You do not seem to be able to understand intellectual concepts.

You do not understand what the reference to Adam and Eve means do you?


----------



## happi_g_more2 (Jan 27, 2014)

usmarriedguy said:


> :rofl::rofl::rofl::rofl::rofl:
> 
> You do not seem to be able to understand intellectual concepts.
> 
> You do not understand what the reference to Adam and Eve means do you?


if you are talking about the garden of Eden, then i know exactly what you mean and just how irrelevant it is. Its my experience that a real intellect would never base any argument on the bible....of all pieces of literature. Now, if you are talking about the adult product website, then yes, your intellect has out witted me again.......And whats with you JA's and all the emoticons. As if one isnt enough to get your point across. LOLOLOLOLOLOLOLOLOLOLOLOLOLOO, IMHO,IMHO,
IMHO,IMHO,IMHO,IMHO,IMHO,IMHO,IMHO, Jk,Jk,Jk,Jk,Jk,Jk,Jk,Jk,Jk,Jk,Jk,Jk,Jk,Jk,


----------



## Anon Pink (Jan 17, 2013)

Happy, you're missing the point USMG is trying to make. 

Back in ancient times, before there was art to eroticize sex thus spread ideas about what goes where and why, certain sex practices were pretty much unheard of. Dressing in costumes and role play were not part of the common vernacular of sex as they are today, thanks in large part to the widely available ideas expressed in porn. As a result, men who view porn need to understand that various sex practices taken for granted in every porn flick are not commonly seen as regular variations of sex, but outside the norm.


----------



## happi_g_more2 (Jan 27, 2014)

Anon Pink said:


> Happy, you're missing the point USMG is trying to make.
> 
> Back in ancient times, before there was art to eroticize sex thus spread ideas about what goes where and why, certain sex practices were pretty much unheard of. Dressing in costumes and role play were not part of the common vernacular of sex as they are today, thanks in large part to the widely available ideas expressed in porn. As a result, men who view porn need to understand that various sex practices taken for granted in every porn flick are not commonly seen as regular variations of sex, but outside the norm.


Im not missing his point. His point is not factual and is completely irrelevant. As is your disgusting regurgitation of it. Couple of points here.

If you want to talk about "eroticism in ancient times" (errr anthropology), You two are so wrong its not even funny. Have you heard of Sodom and Gomorrah. I mean, since you like biblical stories and such. If you would like more, how should I say, real examples. Look at Ars Amatoria by the poet Ovid. Then come and talk about eroticism in "ancient times". Ever heard of Cleopatra. Jesus, I learned this **** in my high school history class. The "ancient times" romans couldnt get enough eroticism. My point is that people should refrain from making off the cuff statements regarding **** they know nothing about. If its his/your OPINION that porn makes women want to seduce men or men want to be seduced by women, thats fine....but dont try substantiating it by using big words like "ancient times".


----------



## Catherine602 (Oct 14, 2010)

Redwingfan1966 said:


> Hmm , I guess I'm confused on what marriage is. I guess I thought marriage was a team effort where two people share the same interests and make each others lives better and love being around each other. I guess I don't see an issue with spicing things up. To say I do chores for sex is crazy , those are things I do around the house to make it easier on her. I guess I'm also confused why people blame porn for all of peoples sexual problems ? Porn is porn not real life, and has no bearing on my situation.
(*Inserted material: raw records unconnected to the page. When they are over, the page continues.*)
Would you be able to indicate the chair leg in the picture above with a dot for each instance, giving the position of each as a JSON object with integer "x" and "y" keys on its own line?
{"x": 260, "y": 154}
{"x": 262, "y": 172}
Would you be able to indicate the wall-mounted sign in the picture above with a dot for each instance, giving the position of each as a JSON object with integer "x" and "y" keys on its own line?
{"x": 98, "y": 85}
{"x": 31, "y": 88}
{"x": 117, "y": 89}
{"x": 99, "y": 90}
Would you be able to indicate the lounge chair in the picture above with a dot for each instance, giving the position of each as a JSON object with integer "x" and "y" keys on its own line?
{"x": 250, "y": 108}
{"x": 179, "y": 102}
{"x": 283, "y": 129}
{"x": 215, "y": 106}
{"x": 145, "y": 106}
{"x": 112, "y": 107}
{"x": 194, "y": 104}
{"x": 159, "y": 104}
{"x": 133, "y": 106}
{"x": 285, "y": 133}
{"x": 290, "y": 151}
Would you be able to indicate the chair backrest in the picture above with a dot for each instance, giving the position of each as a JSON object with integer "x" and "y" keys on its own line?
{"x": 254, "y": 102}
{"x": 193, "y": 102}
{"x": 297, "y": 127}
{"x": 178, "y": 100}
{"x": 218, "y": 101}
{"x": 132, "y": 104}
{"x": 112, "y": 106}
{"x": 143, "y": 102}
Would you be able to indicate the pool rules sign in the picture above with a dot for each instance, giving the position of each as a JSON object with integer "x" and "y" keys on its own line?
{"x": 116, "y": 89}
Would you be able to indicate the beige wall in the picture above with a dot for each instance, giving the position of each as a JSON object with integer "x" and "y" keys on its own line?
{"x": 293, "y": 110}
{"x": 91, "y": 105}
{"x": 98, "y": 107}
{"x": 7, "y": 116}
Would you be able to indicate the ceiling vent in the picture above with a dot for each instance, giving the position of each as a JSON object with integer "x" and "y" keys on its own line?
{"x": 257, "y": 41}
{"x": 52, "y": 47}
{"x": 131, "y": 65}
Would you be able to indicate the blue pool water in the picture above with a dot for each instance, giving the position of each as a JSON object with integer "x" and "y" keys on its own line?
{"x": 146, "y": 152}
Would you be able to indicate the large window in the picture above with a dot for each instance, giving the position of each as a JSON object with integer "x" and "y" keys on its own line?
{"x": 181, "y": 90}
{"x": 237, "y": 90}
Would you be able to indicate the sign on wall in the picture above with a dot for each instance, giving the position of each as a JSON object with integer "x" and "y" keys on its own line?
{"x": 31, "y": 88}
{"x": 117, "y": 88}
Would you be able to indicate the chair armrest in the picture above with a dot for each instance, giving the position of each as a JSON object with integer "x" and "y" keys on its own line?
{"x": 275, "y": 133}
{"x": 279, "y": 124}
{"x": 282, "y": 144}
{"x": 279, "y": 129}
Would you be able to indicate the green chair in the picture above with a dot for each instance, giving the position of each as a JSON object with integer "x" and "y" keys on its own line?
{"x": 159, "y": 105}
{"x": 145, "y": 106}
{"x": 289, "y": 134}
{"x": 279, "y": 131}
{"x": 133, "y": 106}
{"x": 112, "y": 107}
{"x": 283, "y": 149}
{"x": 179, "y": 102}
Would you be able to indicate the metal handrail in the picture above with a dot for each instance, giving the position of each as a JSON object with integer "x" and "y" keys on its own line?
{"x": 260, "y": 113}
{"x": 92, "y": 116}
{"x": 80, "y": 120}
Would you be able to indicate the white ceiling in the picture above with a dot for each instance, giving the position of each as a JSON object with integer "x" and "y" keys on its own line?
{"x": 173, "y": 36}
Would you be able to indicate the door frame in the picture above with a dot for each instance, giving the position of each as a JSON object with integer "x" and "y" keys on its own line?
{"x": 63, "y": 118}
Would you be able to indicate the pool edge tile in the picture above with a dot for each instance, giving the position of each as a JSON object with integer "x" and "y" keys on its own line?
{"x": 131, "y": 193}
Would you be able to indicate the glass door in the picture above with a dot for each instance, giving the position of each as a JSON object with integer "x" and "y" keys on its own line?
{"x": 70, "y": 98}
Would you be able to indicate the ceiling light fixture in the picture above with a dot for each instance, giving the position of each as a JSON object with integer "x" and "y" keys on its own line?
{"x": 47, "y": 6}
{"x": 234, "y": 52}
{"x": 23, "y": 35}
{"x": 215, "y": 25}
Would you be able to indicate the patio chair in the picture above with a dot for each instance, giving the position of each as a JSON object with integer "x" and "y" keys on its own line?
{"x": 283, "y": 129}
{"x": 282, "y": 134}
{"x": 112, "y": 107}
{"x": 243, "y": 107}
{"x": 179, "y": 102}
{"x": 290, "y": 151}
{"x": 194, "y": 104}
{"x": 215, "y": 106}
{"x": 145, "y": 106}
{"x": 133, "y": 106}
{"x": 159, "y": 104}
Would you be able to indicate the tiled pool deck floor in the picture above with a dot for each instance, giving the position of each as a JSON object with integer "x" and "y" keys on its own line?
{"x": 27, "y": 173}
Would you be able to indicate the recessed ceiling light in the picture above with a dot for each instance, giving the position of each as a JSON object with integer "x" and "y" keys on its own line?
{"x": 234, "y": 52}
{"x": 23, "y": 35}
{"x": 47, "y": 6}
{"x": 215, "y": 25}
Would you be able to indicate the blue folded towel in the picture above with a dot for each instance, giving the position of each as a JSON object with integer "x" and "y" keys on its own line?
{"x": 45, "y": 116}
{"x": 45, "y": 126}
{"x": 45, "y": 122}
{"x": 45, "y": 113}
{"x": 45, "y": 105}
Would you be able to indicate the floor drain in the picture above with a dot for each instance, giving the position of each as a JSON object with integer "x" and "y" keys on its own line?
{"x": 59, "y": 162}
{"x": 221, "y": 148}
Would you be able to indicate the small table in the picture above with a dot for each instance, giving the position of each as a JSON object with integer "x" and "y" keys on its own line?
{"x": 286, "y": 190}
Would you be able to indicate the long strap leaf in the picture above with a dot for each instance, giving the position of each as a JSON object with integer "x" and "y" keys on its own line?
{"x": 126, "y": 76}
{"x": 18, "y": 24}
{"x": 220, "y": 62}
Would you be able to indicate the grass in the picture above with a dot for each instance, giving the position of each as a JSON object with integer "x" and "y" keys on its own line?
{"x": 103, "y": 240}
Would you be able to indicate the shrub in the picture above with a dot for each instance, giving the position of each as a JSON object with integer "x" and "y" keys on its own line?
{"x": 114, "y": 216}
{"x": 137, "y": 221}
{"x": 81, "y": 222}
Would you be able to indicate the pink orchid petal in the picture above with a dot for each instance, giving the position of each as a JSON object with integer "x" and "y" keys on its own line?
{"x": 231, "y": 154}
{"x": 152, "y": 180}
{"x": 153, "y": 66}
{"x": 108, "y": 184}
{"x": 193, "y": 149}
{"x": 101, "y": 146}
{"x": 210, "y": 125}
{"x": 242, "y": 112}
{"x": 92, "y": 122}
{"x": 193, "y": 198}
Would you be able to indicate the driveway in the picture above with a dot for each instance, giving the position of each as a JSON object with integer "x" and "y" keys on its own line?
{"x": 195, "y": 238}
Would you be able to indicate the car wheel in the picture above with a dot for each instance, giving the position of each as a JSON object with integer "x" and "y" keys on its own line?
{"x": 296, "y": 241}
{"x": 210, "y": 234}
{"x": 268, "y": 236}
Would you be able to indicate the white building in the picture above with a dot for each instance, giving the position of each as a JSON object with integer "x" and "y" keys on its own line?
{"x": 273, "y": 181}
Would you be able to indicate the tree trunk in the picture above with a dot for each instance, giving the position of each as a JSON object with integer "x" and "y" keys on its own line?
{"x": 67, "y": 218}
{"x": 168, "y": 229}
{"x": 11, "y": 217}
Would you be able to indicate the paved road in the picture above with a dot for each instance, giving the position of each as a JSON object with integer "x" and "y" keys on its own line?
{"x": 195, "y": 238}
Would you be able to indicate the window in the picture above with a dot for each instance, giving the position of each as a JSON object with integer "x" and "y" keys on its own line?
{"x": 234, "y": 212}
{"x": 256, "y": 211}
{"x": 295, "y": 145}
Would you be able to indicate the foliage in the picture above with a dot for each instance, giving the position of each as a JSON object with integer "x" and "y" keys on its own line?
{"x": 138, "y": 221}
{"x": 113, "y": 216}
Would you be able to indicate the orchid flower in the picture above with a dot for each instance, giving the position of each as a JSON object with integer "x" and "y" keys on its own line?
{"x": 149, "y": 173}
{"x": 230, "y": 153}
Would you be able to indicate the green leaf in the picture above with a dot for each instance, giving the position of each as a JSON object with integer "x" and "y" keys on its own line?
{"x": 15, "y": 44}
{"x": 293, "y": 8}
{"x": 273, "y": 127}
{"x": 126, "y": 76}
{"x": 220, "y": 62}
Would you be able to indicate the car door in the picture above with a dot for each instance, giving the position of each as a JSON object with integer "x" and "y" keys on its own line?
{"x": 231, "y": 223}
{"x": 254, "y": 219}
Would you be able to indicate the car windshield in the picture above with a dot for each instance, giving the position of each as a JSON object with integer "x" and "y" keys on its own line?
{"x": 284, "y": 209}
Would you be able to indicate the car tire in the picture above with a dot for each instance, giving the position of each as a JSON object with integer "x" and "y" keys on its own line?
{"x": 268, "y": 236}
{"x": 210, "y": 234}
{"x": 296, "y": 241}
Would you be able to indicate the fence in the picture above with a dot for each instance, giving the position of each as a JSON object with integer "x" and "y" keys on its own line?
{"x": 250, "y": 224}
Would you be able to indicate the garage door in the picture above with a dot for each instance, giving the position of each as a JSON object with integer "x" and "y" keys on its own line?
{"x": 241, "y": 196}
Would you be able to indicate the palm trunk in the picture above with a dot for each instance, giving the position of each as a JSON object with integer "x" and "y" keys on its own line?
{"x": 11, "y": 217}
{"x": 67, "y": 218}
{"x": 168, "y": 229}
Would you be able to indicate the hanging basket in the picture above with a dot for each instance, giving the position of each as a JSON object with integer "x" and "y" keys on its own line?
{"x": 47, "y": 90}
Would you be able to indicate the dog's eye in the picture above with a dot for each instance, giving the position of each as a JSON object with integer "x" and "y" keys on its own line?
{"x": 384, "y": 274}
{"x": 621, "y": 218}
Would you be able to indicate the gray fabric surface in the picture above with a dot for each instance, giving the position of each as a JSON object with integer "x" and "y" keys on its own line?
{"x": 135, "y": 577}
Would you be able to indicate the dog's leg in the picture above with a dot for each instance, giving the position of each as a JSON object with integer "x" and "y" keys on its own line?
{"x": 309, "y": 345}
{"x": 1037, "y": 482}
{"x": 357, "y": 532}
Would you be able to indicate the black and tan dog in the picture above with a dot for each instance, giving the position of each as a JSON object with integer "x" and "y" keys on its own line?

I think you are confused. The spice has to be something you are both interested in. Your insistence that she should do it for you is wrong. 

You should do it for each other. You will never be able to force her to do what you want. You can show her that you care about her pleasure as much as your own. That would be far more successful than demands. 

Your present attitude will only bring you frustration and anger. It is very doubtful that your wife will feel safe enough to try anything with an angry apparently self-centered entitled man. Change the way you are thinking and fall back in love with your wife. 

You don't know how close you are to screwing up your sex life and marriage. When you lose both it will be too late to change. 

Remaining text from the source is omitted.